Dans le centre historique de Rennes, nous sommes intervenus sur un bâtiment ancien à la suite d’un sinistre ayant endommagé la structure d’un plancher. Ce type de chantier, au-delà de la simple réparation, pose une question essentielle : comment reconstruire sans dénaturer ?
Un choix : préserver le système constructif d’origine
Lorsqu’un plafond ancien est endommagé, la solution la plus rapide consiste souvent à le reprendre en plaques de plâtre. C’est une méthode standardisée, peu coûteuse, et largement répandue dans la construction contemporaine.
Mais sur un bâtiment ancien, cette solution n’a pas toujours de sens. Le plafond concerné ici était à l’origine constitué d’un lattis de châtaignier fendu, recouvert d’un enduit plâtre traditionnel — un système constructif qui a fait ses preuves depuis des siècles.

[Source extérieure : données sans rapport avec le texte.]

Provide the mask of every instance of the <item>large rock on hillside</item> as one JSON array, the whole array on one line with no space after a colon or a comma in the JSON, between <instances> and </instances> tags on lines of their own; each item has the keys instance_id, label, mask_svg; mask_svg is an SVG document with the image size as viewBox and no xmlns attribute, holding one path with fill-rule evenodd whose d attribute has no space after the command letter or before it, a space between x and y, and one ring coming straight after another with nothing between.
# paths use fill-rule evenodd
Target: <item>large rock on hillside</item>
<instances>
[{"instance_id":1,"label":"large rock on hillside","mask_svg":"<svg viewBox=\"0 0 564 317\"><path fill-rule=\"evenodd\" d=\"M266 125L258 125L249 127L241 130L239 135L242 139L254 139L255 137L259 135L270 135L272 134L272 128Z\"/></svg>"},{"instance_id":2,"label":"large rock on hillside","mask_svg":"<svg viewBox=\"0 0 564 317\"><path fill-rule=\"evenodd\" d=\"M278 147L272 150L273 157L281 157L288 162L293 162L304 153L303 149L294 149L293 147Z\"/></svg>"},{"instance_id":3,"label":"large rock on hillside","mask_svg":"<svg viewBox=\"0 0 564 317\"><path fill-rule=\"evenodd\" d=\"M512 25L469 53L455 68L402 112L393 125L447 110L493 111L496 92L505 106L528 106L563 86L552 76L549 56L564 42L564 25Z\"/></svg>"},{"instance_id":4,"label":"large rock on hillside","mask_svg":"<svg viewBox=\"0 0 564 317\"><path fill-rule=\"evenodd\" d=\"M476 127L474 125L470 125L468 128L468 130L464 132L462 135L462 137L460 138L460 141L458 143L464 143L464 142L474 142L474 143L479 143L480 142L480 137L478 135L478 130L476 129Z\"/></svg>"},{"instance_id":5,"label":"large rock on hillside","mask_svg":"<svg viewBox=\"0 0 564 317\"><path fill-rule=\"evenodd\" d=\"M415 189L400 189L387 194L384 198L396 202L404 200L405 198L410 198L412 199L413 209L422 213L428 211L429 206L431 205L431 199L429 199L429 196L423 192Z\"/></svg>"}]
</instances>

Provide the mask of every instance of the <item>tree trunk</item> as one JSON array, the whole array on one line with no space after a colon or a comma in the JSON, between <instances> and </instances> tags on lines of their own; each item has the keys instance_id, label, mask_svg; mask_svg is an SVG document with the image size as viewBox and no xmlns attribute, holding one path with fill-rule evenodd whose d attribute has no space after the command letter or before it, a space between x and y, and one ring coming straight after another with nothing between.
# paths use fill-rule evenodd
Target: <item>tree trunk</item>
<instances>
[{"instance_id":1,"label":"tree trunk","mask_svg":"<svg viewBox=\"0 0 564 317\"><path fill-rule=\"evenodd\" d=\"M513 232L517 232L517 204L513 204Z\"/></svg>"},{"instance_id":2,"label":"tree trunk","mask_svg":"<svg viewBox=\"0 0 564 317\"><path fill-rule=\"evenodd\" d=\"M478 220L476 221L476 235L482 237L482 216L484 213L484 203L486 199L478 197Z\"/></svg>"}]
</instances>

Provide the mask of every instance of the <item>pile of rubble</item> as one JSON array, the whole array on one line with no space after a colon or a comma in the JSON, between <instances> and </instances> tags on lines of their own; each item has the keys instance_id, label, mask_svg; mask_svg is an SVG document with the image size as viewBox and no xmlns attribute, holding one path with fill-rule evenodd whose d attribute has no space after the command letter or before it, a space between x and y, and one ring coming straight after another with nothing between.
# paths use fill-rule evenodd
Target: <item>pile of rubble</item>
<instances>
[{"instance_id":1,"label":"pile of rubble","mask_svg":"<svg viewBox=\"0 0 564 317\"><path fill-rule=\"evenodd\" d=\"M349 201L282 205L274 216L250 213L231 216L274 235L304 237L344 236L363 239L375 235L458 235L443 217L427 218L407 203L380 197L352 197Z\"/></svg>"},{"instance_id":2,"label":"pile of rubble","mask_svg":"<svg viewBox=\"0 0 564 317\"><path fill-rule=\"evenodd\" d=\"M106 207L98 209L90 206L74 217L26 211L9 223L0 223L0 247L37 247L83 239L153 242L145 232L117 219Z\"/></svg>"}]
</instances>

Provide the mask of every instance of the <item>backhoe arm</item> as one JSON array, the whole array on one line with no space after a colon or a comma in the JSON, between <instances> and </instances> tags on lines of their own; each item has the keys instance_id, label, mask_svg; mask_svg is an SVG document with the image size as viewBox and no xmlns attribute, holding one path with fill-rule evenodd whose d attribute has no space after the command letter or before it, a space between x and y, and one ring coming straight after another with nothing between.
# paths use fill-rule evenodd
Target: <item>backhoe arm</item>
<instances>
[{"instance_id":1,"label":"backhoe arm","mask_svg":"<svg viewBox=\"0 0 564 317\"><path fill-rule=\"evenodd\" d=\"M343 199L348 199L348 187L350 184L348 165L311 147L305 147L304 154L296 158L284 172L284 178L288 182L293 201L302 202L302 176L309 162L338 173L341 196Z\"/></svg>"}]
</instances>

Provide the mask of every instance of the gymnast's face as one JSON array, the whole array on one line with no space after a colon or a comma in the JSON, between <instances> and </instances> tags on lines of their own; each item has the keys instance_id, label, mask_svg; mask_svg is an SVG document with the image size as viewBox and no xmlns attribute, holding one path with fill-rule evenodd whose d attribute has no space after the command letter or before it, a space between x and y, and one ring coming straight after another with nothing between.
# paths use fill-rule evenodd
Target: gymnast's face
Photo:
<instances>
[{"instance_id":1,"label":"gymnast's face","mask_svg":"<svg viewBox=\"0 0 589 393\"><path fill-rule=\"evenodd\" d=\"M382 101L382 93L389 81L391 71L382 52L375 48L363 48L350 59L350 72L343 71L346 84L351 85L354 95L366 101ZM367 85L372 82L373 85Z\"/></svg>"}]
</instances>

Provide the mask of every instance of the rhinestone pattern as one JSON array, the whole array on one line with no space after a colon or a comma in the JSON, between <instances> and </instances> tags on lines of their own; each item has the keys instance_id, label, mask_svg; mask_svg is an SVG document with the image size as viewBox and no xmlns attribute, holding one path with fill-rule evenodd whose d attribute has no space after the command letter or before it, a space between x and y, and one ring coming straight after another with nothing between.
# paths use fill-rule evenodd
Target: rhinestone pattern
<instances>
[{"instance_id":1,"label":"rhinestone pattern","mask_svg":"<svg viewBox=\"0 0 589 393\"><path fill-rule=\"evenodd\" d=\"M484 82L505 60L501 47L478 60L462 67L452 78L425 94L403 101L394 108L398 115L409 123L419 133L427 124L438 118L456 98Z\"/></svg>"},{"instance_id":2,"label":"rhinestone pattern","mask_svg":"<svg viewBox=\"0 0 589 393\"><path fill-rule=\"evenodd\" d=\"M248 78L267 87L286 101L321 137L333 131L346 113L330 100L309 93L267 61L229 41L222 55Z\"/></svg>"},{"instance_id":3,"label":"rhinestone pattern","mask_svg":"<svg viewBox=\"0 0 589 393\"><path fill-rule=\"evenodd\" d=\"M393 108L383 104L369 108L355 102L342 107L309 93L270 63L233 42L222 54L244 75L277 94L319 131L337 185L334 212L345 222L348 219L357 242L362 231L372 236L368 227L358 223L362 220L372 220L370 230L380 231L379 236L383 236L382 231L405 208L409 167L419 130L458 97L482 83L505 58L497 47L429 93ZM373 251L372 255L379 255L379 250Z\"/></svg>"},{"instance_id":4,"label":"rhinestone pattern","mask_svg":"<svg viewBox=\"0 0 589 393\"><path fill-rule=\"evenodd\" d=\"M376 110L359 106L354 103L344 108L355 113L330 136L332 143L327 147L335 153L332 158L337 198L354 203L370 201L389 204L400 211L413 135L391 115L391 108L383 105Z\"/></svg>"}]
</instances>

Remplacer ce système par une solution moderne aurait été plus simple, mais pas plus pertinent. Nous avons donc fait le choix de restituer un lattis traditionnel, pour respecter le fonctionnement d’origine du bâtiment plutôt que de le remplacer par une solution standard qui n’apporte ici aucune plus-value réelle.
Le lattis de châtaignier : une technique exigeante
Le lattis est un maillage de fines lattes de bois fendu, fixées perpendiculairement aux solives, qui sert de support à l’enduit plâtre. Le châtaignier est traditionnellement privilégié pour cet usage : c’est un bois naturellement durable, peu sensible aux insectes xylophages, et suffisamment souple pour être fendu finement sans se briser.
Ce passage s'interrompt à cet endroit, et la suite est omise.